My orientation/summer semester roommate was an anime/mild video game nerd (she played WoW, but that was it). She told me from day one that she wasn’t too big on drama or “fake hanging out group time”, that she liked to veg. Cool, I thought – we’re going to get along great. Since our program had us placed with identical schedules, studying was going to be a breeze.

The program was five weeks long. The first week went great – we hung out, shared notes, studied together. We cracked geeky jokes, commented on the vanity of some of our classmates, and watched bad ghost hunting tv shows. All was well. But after a week and a half I began to realize that our personalities were a little too well matched – you see, my roommate never left the room. Ever. We went out to dinner one night and lingered for half an hour every few days to get coffee on campus, but beyond that, she was pretty much a potted plant in the dorm room. No amount of coaxing or invitation from myself or our friends got her to go out.

After a while I began to feel the frustration of pent-up sexual energy. She was a light sleeper, and even stealthy masturbation was usually enough to wake her up. I tried in the shower, but being a not-so-crafty female, that usually didn’t lead to much success, and doing it in the dorm showers was not exactly my idea of a private setting. My only hope was to get this girl out of the room for any amount of time, but it was as if the girl was a sadist. Showers? Five minutes, like lightning. Bathroom trips? Usually three minutes. Food? Only went when I went – otherwise, she ate from the boxes of food she’d brought with her. Studying sessions? Again, only went out when I did – otherwise, she studied alone or with me in the room.

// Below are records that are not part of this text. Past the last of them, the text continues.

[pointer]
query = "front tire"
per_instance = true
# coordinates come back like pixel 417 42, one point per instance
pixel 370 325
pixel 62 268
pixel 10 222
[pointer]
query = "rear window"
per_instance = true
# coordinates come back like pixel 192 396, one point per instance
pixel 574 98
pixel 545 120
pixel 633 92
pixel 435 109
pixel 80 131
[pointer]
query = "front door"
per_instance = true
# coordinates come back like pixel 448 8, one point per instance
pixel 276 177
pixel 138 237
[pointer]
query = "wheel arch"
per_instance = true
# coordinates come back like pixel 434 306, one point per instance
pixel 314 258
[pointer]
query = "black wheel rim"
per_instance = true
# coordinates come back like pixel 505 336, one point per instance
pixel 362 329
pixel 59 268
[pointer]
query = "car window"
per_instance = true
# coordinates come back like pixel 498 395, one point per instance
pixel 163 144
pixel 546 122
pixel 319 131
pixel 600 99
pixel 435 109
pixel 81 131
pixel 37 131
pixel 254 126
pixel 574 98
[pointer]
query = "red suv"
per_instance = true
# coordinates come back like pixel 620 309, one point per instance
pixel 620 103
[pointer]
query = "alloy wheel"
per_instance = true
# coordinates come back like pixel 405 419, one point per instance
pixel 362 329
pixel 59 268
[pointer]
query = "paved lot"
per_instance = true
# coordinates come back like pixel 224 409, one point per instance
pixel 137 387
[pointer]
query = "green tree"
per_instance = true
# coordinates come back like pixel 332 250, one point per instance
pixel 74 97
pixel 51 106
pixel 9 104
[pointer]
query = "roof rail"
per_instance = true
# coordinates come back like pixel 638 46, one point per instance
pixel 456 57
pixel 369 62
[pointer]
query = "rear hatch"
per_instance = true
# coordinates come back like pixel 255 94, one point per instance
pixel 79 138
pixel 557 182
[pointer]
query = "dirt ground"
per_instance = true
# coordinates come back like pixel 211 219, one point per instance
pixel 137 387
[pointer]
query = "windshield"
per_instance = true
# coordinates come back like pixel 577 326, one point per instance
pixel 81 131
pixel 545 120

Finally, a friend and I plotted a master conspiracy to get her out. He was going to drag her to sushi for dinner, even if it involved her kicking and screaming, and I was going to pretend have a study session with one of my friends in the room (she did not like this person). Everything was set until the morning of the day we’d planned to get her out. In one of our classes, we watched a video on sexual assault and sociology. Our teacher made it very clear to us (in an almost uncomfortable way) that students who were bothered by the content in the video were free to walk out to take a minute and that there were on-campus support groups. Sure enough, during a five-minute mid-class break (it was a 3-hour class), she turns to my friend and I and admits that she almost started crying. She then nonchalantly comments to me that she “wonder[s] if there are any support groups on campus”. She then gets up to quietly speak with our professor. In other words, she’d just informed me (all but explicitly) that she was a sexual assault victim.

This whole time I’d thought my roommate was sadistic and didn’t understand blatant hints about needing “personal time”, it turned out that I was with an assault victim who was terrified of being around people she didn’t intimately trust.

Needless to say, I wound up going the entire semester without a single successful schlick, and my morality guilt tripped me the entire time about being bitter to her about it.